Cyber Incident Victim: Activision Blizzard
Date:
Dec 2022
Location:
United States of America
Summary
A cybersecurity incident impacted Activision after hackers used SMS phishing to compromise an employee's account, gaining access to internal systems. While the company stated no sensitive employee data, game code, or player information was accessed, external researchers reported exfiltration of workplace documents, employee details including names, emails, salaries, and upcoming game content schedules. The breach reportedly originated from a compromised HR employee account, with attackers attempting to distribute malicious links via Slack. Leaked information included marketing materials related to unreleased game content, though development environments remained unaffected.
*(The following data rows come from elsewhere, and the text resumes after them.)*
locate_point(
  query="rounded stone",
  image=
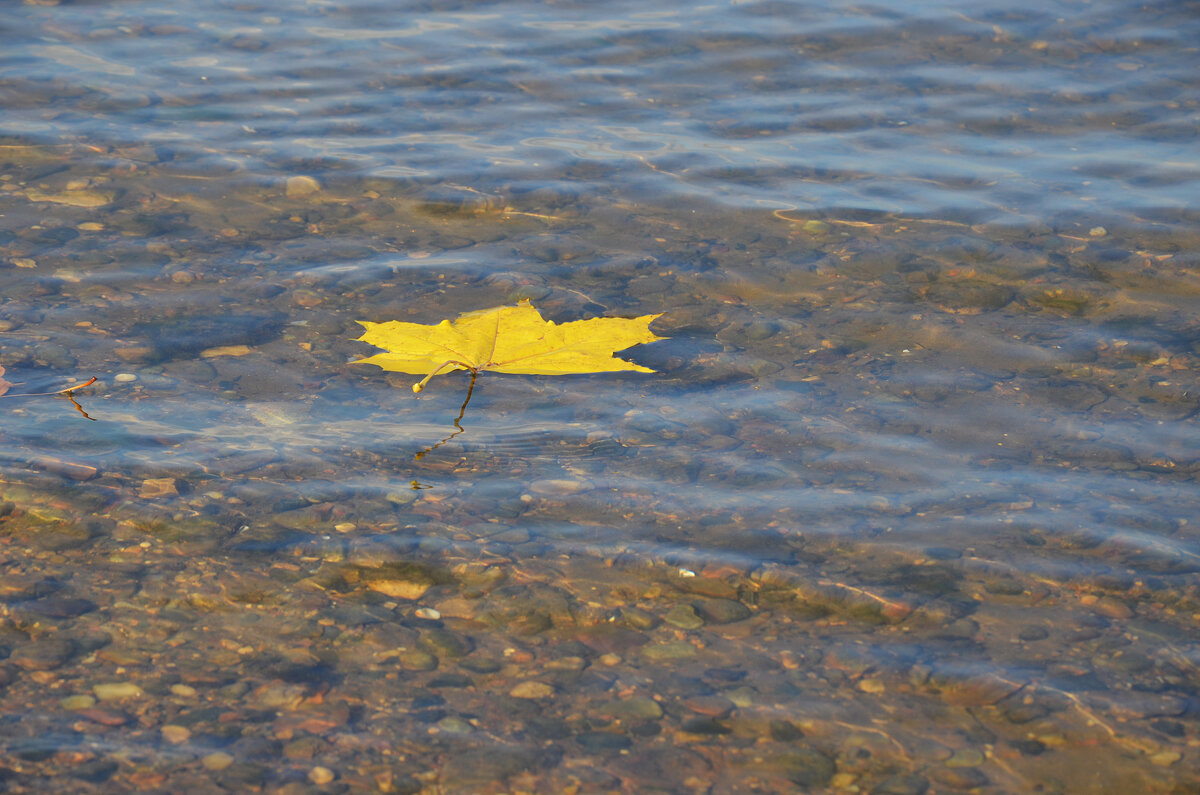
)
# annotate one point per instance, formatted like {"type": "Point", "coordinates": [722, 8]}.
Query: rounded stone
{"type": "Point", "coordinates": [117, 691]}
{"type": "Point", "coordinates": [217, 760]}
{"type": "Point", "coordinates": [319, 775]}
{"type": "Point", "coordinates": [532, 691]}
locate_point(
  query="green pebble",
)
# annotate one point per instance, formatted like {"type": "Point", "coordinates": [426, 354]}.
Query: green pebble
{"type": "Point", "coordinates": [77, 703]}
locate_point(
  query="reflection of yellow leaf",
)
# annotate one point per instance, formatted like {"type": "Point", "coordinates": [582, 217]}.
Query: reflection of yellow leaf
{"type": "Point", "coordinates": [507, 339]}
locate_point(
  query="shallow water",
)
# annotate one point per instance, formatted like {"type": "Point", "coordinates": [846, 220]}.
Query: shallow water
{"type": "Point", "coordinates": [910, 504]}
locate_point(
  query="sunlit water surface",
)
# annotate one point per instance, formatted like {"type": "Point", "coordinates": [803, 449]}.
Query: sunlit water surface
{"type": "Point", "coordinates": [909, 506]}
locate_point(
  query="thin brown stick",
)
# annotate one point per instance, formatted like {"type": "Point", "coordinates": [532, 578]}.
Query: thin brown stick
{"type": "Point", "coordinates": [456, 420]}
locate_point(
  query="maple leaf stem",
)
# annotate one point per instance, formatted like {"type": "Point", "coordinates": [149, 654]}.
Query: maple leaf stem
{"type": "Point", "coordinates": [419, 387]}
{"type": "Point", "coordinates": [457, 420]}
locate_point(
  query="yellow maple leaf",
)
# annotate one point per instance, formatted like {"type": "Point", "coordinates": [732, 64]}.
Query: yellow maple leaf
{"type": "Point", "coordinates": [507, 339]}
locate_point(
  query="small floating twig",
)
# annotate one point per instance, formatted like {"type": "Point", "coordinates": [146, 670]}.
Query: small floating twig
{"type": "Point", "coordinates": [65, 393]}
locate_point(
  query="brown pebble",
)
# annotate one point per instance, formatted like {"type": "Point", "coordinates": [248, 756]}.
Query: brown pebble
{"type": "Point", "coordinates": [153, 488]}
{"type": "Point", "coordinates": [712, 706]}
{"type": "Point", "coordinates": [979, 691]}
{"type": "Point", "coordinates": [105, 717]}
{"type": "Point", "coordinates": [1113, 608]}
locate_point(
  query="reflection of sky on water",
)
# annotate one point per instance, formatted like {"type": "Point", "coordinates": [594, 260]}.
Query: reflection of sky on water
{"type": "Point", "coordinates": [1013, 115]}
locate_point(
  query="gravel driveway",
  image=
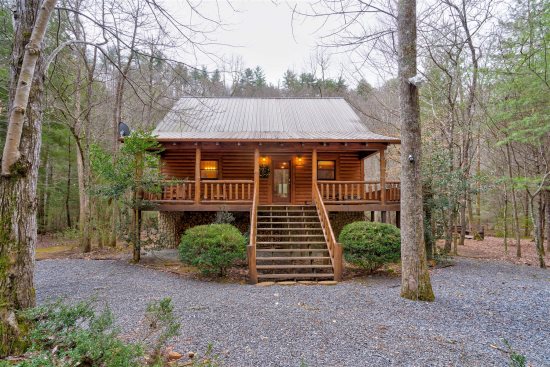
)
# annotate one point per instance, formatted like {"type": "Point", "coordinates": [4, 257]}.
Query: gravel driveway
{"type": "Point", "coordinates": [478, 304]}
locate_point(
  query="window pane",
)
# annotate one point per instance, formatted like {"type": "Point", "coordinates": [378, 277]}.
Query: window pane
{"type": "Point", "coordinates": [209, 169]}
{"type": "Point", "coordinates": [326, 170]}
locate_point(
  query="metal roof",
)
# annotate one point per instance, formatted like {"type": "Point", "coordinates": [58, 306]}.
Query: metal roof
{"type": "Point", "coordinates": [265, 119]}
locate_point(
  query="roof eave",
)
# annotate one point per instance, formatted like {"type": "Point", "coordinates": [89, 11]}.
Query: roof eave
{"type": "Point", "coordinates": [232, 140]}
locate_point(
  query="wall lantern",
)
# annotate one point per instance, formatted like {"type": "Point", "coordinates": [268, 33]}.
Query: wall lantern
{"type": "Point", "coordinates": [265, 170]}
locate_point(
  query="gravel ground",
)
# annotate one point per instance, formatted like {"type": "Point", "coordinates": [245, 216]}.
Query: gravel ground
{"type": "Point", "coordinates": [355, 323]}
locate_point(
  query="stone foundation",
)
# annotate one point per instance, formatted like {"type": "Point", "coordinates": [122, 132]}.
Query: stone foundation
{"type": "Point", "coordinates": [172, 225]}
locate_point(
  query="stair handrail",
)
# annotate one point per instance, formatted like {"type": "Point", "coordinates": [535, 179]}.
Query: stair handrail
{"type": "Point", "coordinates": [334, 248]}
{"type": "Point", "coordinates": [251, 248]}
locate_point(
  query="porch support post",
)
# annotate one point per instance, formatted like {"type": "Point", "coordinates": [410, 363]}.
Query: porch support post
{"type": "Point", "coordinates": [313, 169]}
{"type": "Point", "coordinates": [398, 219]}
{"type": "Point", "coordinates": [383, 176]}
{"type": "Point", "coordinates": [257, 170]}
{"type": "Point", "coordinates": [197, 175]}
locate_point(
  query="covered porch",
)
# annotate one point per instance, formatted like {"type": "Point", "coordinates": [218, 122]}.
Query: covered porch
{"type": "Point", "coordinates": [226, 176]}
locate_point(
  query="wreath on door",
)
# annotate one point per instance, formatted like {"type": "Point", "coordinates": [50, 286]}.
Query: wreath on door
{"type": "Point", "coordinates": [265, 171]}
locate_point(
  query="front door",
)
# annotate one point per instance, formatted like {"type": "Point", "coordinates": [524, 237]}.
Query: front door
{"type": "Point", "coordinates": [281, 181]}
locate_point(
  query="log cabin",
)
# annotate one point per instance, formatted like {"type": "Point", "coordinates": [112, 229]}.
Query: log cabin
{"type": "Point", "coordinates": [290, 165]}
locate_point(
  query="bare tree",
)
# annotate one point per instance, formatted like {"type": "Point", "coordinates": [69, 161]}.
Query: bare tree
{"type": "Point", "coordinates": [20, 168]}
{"type": "Point", "coordinates": [415, 279]}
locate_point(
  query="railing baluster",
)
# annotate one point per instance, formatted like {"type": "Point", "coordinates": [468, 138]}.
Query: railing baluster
{"type": "Point", "coordinates": [345, 191]}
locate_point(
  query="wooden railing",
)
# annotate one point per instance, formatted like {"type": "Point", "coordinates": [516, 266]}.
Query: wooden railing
{"type": "Point", "coordinates": [251, 248]}
{"type": "Point", "coordinates": [334, 248]}
{"type": "Point", "coordinates": [211, 191]}
{"type": "Point", "coordinates": [356, 192]}
{"type": "Point", "coordinates": [173, 190]}
{"type": "Point", "coordinates": [227, 190]}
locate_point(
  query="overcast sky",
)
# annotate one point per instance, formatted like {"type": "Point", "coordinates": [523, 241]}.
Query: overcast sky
{"type": "Point", "coordinates": [261, 32]}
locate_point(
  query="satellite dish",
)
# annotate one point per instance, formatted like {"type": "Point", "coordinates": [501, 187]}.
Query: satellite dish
{"type": "Point", "coordinates": [123, 129]}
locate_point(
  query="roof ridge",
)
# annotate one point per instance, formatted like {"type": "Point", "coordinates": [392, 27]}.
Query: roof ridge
{"type": "Point", "coordinates": [239, 97]}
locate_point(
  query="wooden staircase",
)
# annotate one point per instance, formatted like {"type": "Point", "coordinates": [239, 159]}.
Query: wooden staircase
{"type": "Point", "coordinates": [290, 244]}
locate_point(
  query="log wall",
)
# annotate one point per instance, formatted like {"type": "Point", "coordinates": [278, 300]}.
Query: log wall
{"type": "Point", "coordinates": [234, 165]}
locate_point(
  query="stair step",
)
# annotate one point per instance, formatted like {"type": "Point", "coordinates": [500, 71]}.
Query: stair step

| CIA Posture | Motives | Tactics, Techniques & Procedures |
|---|---|---|
| Available to members | 1 motive | 2 techniques |
| Threat Actors | Type | Location |
|---|---|---|
| 0 actors | Available to members | Available to members |
Description
On December 4, 2022, Activision detected and addressed an SMS phishing attempt targeting an employee, which led to unauthorized access to internal systems. The company’s information security team responded swiftly, containing the incident and initiating an investigation. Activision publicly stated the breach did not compromise sensitive employee data, game source code, or player information. However, security researchers from vx-underground contested this assessment, asserting that threat actors successfully exfiltrated sensitive workplace documents and Activision’s content release schedule extending to November 17, 2023. Evidence indicated attackers had compromised an employee’s Slack account by December 2, 2022, using it to distribute malicious links internally in an attempt to phish additional employees.
Analysis by Insider Gaming of the leaked data confirmed the theft of extensive employee information, including full names, email addresses, phone numbers, salaries, and work locations. The compromised employee belonged to the Human Resources department, granting access to broad personnel records. The breach also disclosed marketing-related details for upcoming content bundles in the *Call of Duty Modern Warfare II* franchise, though Activision clarified these materials were distinct from development environments or source code. By February 2023, portions of the exfiltrated data were considered potentially outdated due to the two-month gap since the intrusion. Activision maintained no critical operational systems or player databases were breached, emphasizing the containment of the phishing attempt and the absence of lasting impacts on game infrastructure or user security.